Андрей Салов - Семь смертей Лешего
Но он был упрям, как и все мужи в роду Халявиных. И если он поставил себе цель, то непременно добьется ее, даже если для ее осуществления придется разбить голову. Он прошибет лбом стены, но от своего, не отступится. Раз местный ментовский начальник объявил ему войну, то он будет сражаться с ним до конца, покуда хватит сил. Он пел, шутил, смеялся, он будет делать это и впредь, не смотря на запреты установленные здешней властью. И никакие наказания, многодневные отсидки в карцере, голодовки, холод и сырость, не могли сломить его воли. За ее прочность, Халявин был спокоен. Что бы ни придумал жопастый, похожий на бабу офицерик, сломать его, заставить согнуться в почтительном поклоне, этого ему никогда не удастся. Не смотря на все старания и ухищрения, этого недоноска в погонах.
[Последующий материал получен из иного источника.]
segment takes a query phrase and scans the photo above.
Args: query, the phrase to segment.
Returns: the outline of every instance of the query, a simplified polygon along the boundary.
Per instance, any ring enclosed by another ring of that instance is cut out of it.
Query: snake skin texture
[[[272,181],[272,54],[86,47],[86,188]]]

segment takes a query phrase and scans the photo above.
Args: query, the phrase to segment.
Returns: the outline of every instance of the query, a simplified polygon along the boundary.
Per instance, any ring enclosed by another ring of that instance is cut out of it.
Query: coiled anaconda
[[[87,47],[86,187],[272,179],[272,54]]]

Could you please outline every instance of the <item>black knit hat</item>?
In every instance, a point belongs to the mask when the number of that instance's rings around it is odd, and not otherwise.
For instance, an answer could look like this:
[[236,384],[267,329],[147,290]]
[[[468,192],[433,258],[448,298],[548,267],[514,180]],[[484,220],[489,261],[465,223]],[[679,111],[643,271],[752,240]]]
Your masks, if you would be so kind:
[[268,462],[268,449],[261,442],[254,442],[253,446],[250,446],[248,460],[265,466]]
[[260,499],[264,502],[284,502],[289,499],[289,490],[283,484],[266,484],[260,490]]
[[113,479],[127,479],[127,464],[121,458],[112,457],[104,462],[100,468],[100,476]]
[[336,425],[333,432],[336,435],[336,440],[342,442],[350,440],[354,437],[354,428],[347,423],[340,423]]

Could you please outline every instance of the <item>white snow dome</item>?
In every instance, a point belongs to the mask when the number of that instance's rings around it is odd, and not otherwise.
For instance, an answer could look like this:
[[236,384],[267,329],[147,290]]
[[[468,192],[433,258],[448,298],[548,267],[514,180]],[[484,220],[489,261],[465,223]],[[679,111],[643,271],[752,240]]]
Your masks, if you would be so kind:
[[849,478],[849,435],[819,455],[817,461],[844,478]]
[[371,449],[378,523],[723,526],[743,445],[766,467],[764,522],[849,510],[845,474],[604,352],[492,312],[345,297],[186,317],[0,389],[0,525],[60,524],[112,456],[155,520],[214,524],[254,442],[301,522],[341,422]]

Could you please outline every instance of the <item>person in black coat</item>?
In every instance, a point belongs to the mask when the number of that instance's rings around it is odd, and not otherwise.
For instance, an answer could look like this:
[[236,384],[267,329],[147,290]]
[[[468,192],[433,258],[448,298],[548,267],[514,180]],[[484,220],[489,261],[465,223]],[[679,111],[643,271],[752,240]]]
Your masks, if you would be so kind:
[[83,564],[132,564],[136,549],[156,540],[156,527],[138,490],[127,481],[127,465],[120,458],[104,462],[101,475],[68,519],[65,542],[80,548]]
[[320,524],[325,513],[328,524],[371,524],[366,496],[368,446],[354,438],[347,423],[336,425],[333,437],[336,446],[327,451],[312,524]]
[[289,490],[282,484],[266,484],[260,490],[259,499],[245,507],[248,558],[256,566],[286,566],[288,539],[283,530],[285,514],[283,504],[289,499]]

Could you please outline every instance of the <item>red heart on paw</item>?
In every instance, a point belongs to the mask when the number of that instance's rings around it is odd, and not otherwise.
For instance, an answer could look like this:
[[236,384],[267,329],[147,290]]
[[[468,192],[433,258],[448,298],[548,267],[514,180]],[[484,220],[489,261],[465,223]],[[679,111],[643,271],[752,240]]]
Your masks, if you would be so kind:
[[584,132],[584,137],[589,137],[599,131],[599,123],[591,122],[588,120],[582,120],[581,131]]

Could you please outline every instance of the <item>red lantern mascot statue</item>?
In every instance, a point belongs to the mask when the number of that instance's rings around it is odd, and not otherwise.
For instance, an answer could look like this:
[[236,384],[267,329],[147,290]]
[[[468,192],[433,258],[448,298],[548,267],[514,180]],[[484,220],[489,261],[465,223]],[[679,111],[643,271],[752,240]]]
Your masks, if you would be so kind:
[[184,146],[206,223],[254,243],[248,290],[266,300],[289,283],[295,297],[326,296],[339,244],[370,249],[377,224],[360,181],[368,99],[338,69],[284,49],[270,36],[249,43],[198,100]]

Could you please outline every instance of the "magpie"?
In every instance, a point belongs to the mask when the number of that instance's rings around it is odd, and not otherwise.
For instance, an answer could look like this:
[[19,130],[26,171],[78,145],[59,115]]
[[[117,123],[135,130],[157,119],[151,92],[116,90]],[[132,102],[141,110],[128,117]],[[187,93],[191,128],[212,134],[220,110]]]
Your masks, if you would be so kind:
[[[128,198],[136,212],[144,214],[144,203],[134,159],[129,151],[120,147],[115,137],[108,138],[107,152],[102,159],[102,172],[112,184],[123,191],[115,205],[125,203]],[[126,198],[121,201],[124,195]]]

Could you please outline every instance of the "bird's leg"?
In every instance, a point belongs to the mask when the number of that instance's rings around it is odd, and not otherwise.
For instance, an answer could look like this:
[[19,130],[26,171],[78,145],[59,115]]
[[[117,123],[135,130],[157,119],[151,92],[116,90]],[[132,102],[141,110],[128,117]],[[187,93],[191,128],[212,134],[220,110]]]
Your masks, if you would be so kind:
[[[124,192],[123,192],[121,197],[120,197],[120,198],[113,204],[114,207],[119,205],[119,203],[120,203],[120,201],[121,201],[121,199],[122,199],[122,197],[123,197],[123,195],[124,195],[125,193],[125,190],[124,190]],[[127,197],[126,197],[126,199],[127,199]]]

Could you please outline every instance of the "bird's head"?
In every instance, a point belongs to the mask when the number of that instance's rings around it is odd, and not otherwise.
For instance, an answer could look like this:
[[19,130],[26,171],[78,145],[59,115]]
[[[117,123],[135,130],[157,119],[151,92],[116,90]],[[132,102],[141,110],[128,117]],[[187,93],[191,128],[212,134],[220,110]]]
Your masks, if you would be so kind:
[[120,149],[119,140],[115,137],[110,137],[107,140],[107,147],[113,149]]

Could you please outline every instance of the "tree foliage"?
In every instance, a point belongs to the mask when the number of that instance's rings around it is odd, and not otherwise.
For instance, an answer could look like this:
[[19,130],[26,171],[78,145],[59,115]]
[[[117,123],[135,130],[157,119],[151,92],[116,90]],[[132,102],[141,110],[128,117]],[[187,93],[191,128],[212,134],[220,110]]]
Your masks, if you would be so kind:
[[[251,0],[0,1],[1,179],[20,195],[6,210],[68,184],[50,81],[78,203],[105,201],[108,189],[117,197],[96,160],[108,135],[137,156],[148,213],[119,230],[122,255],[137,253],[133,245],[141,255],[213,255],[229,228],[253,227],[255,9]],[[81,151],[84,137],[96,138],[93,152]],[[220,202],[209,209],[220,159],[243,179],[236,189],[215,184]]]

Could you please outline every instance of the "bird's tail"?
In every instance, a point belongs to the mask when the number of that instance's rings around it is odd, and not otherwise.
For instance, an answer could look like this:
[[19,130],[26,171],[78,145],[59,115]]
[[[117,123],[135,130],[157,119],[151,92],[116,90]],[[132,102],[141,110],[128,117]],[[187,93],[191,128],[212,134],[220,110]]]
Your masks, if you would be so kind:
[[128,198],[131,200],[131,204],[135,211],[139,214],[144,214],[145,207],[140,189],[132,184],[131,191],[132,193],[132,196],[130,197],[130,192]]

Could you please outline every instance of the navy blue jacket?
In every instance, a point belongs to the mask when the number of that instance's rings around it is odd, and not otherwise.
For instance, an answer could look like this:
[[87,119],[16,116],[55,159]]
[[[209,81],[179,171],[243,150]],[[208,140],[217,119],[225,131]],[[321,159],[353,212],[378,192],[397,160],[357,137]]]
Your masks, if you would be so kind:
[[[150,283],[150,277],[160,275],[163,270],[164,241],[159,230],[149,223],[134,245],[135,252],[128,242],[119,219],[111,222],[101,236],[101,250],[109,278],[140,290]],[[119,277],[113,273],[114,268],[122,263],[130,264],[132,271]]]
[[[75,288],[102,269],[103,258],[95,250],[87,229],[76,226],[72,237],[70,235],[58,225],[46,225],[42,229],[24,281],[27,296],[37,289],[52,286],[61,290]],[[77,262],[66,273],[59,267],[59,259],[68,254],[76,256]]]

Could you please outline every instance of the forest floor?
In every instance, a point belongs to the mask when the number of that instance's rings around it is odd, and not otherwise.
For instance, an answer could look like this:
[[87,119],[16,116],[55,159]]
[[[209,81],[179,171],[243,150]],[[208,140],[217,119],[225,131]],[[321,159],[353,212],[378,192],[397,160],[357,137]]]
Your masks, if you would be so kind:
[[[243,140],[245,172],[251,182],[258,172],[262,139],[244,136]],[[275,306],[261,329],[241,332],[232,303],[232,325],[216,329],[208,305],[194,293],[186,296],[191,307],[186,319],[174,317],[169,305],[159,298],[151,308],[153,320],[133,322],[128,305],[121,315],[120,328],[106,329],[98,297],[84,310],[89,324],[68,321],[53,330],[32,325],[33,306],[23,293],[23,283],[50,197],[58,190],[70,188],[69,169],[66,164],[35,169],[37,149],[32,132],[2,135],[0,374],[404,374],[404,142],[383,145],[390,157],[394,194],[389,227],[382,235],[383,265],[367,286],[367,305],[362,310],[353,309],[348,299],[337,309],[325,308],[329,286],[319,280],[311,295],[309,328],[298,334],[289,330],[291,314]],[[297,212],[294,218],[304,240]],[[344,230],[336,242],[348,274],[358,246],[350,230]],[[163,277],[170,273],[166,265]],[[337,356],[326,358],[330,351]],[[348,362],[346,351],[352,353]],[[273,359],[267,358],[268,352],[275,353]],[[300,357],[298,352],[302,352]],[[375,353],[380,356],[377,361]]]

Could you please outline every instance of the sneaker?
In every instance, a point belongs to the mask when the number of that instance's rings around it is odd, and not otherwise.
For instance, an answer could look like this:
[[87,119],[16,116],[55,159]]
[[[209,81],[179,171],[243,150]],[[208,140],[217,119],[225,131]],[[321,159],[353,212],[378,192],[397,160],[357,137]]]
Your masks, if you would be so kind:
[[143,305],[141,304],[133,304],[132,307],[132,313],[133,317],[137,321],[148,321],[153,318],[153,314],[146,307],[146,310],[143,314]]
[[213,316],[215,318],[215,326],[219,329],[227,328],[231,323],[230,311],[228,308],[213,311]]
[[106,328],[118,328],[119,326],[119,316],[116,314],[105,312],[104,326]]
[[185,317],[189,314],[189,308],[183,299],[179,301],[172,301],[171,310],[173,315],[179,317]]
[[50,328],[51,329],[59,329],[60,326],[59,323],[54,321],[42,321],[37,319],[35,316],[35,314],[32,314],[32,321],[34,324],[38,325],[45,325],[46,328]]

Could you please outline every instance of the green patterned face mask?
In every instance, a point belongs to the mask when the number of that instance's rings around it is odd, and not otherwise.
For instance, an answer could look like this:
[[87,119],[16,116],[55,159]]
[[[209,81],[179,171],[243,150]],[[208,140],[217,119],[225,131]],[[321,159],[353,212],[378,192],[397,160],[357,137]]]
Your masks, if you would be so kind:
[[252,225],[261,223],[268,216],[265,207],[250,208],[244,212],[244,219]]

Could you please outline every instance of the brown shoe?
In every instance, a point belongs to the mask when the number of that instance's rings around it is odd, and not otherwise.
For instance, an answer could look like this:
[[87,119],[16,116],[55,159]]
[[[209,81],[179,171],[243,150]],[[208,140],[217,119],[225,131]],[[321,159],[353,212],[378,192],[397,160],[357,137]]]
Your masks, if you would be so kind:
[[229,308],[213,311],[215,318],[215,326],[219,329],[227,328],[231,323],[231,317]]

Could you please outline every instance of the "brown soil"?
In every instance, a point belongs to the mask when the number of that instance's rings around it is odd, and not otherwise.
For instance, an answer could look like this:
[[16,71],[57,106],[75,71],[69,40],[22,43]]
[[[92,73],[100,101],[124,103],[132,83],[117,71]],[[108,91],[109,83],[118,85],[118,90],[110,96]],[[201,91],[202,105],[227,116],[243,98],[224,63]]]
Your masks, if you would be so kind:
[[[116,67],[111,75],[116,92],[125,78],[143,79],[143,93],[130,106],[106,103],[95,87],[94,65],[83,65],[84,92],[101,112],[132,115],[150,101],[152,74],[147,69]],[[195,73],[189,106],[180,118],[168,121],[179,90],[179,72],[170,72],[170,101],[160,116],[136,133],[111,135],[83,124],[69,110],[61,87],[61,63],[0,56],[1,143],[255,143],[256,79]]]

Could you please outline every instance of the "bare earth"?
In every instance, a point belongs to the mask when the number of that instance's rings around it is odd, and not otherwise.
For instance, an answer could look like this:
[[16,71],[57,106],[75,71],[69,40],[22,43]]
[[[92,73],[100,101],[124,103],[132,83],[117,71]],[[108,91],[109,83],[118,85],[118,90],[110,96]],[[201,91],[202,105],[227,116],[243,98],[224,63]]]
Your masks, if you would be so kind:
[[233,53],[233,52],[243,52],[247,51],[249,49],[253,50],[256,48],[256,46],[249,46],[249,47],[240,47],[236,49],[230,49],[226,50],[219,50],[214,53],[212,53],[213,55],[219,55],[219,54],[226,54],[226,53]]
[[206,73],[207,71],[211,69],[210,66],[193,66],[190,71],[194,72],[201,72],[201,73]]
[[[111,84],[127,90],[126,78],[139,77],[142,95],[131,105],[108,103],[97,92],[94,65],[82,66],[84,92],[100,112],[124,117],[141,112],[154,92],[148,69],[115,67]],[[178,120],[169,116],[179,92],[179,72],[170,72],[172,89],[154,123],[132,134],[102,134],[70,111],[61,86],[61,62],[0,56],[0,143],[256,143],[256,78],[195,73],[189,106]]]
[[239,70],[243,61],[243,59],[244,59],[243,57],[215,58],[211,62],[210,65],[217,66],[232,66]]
Он лишь презрительно усмехался, когда за ним, избитым до полусмерти, захлопывалась в очередной раз дверь карцера. Лежа на сыром бетонном полу, страдая от боли, раздирающей на части огромное тело, когда казалось, что каждая его клеточка до предела пропитана болью и кричит во весь голос, он крепился. И держался одной лишь мыслью, что опять насолил, вывел из себя ублюдка капитанишку, заставил визжать от бешенства, махать ручонками, сучить ножонками, и трясти округлым и пухлым, как у бабы задом. К этой сочной заднице наверняка любил прижиматься кто-то из его больших начальников, в благодарность, назначив это ничтожество в погонах на это место. Он лежал на бетонном полу, где холод и сырость пронизывали его до костей, потихоньку изгоняя боль, возвращая жизнь в израненное тело.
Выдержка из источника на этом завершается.